Jawa Pos

Paspor Mereka Tenggelam di Banten Selatan

-

ROHAEMAH akhirnya memang pulang. Setelah 20 hari menjadi juru masak rombongan peneliti di Pulau Tinjil.

Namun, bukan kegembiraa­n yang dirasakan keluarga yang menyambut di Dermaga Muara Binuangeun, Lebak, Banten, kemarin. Melainkan kepedihan

Sebab, Rohaemah pulang dalam kondisi tak bernyawa.

”Saya sebenarnya udah melarang ibu untuk menjadi juru masak di sana. Tapi, ibu tetap pergi dan sekarang pulang dalam kondisi meninggal,” kata Nurlela, anak Rohaemah, sembari terus terisak, seperti dilansir Radar Banten (Jawa Pos Group).

Rohaemah adalah satu di antara dua korban meninggal tiga kecelakaan kapal yang hanya berselisih 6,5 jam di perairan Banten Selatan kemarin (19/7). Ratusan kilometer dari Banten, di perairan Jember, Jawa Timur, sebuah perahu nelayan juga terbalik, lalu tenggelam di Pantai Puger. Akibatnya, enam orang tewas.

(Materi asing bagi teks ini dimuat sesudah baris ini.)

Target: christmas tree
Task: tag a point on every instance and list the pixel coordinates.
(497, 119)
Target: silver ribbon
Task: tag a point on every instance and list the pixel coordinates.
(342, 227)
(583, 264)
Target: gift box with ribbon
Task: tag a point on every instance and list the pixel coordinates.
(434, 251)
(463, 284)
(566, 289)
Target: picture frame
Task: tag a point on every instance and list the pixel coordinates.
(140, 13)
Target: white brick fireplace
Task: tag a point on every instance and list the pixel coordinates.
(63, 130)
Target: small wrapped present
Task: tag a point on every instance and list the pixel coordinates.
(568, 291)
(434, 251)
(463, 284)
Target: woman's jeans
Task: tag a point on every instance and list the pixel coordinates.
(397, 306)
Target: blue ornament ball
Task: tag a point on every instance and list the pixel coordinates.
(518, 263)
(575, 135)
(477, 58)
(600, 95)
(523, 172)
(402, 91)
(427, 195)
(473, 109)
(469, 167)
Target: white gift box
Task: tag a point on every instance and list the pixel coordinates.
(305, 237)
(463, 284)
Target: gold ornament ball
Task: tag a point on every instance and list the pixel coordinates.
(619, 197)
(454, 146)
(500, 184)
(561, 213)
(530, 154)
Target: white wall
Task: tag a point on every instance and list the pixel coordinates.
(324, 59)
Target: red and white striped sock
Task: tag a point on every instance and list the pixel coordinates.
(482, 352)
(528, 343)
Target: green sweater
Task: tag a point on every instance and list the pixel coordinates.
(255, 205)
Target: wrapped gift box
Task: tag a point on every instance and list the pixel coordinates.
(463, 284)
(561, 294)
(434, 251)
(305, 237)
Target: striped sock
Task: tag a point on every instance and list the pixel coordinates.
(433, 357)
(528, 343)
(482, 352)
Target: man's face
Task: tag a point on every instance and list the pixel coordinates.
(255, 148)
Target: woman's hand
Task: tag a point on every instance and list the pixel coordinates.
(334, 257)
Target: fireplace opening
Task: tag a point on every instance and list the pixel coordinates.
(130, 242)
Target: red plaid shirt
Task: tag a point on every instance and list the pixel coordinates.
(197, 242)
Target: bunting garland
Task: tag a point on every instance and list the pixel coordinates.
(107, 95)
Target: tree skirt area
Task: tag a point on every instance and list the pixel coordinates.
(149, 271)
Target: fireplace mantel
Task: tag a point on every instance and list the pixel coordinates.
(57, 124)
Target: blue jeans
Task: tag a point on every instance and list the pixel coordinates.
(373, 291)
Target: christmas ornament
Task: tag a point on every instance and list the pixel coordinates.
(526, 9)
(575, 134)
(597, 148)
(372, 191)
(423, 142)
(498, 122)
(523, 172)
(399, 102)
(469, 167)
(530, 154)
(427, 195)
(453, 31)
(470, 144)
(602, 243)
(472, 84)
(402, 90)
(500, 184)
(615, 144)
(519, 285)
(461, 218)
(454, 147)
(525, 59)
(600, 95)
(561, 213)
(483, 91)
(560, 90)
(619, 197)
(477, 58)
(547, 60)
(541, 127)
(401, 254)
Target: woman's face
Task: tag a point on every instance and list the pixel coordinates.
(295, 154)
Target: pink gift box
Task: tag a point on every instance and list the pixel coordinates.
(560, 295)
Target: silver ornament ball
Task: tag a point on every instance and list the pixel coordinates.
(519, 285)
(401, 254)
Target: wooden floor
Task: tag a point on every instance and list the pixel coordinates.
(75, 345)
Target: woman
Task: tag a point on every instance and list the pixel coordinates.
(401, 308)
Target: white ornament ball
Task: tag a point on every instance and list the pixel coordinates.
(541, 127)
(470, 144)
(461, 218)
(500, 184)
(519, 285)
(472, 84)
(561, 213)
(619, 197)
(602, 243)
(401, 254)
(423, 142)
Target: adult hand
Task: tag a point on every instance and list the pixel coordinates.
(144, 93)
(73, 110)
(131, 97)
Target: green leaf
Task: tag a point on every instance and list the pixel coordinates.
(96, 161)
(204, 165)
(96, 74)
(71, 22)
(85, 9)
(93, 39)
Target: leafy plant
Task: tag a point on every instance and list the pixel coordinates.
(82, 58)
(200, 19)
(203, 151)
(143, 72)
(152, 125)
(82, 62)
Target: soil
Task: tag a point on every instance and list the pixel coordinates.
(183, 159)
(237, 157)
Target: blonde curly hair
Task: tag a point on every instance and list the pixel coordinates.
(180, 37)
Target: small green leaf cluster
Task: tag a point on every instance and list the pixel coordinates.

Di kapal Orange, korban tewas adalah Atyah, juru masak lain. Kapal tersebut mengangkut 20 orang yang terdiri atas dosen dan mahasiswa Institut Pertanian Bogor dan Universita­s Sebelas Maret yang baru meneliti populasi monyet di Pulau Tinjil. Juga ikut dalam kapal tersebut enam peneliti dari Amerika Serikat dan seorang lain dari Thailand.

Setelah penelitian selesai, rombongan meninggalk­an pulau untuk kembali ke base camp di Hotel Berkah, Kecamatan Ci- keusik, Kabupaten Pandeglang. Tapi, ketika akan bersandar, kapal tersebut mengalami kesulitan. Sebab, gelombang tinggi menghadang.

”Sebelum pulang ke Dermaga Muara Binuangeun, kami telah menerima informasi bahwa gelombang di laut cukup tinggi. Tapi, rombongan yang telah meneliti populasi monyet tetap memutuskan untuk pulang,” kata Bangkit Dika Pradana, mahasiswa Universita­s Sebelas Maret yang ikut dalam penelitian itu.

Kapal itu tenggelam di dekat Dermaga Muara Binuangeun. Nakhoda, dua anak buah kapal, beserta para mahasiswa, dosen, dan peneliti asing selamat. Namun, Rohaemah dan Atyah, keduanya warga Lebak, yang sedang tidur di atas kapal meninggal.

Turut tenggelam bersama kapal Orange paspor para peneliti asing. ”Kami akan upayakan paspor para warga asing bisa ditemukan. Agar mereka dapat segera kembali ke negara masing-masing,” jelas Kapolres Lebak AKBP Dani Arianto.

Dari Jakarta, Badan Meteorolog­i, Klimatolog­i, dan Geofisika (BM KG) mengeluark­an peringatan, sebagian besar perairan Indonesia akan mengalami gelombang tinggi. Juga, dari semua wilayah, Samudra Hindia di selatan dan barat Indonesia paling berbahaya.

Tinggi gelombang 4 hingga 6 meter. Peringatan BMKG dikeluarka­n kemarin (19/7) dan berlaku untuk semingggu ke depan.

Kepala Humas BMKG Hary Tirto Djatmiko mengatakan, berdasar citra satelit dari BMKG, puncak gelombang tinggi akan terjadi sejak 23 hingga 25 Juli. Dengan skala merah (4–5 meter) hingga ungu (5, 6, hingga 7 meter). Sebab, ada aliran masa udara dingin dari Australia yang cukup kuat.

”Kecepatan anginnya bisa lebih dari 15 knot (15 km/jam), bahkan bisa sampai 20 knot (36 km/ jam),” kata Hary kemarin.

Sekitar 6,5 jam sebelum kapal Orange mengalami musibah, dua kapal nelayan juga bernasib nahas di perairan yang sama. Informasi yang dihimpun Radar Banten, sekitar pukul 07.30 WIB, KM Barokah yang ditumpangi enam nelayan dihantam ombak setinggi lebih dari 5 meter.

Nelayan lain di dekat lokasi kemudian berupaya menolong dengan perahu kincang. Namun, dua perahu itu tenggelam. Akibatnya, 2 orang hilang, sedangkan 10 lainnya berhasil selamat. Dua orang yang hilang itu adalah Andi dan Rudi.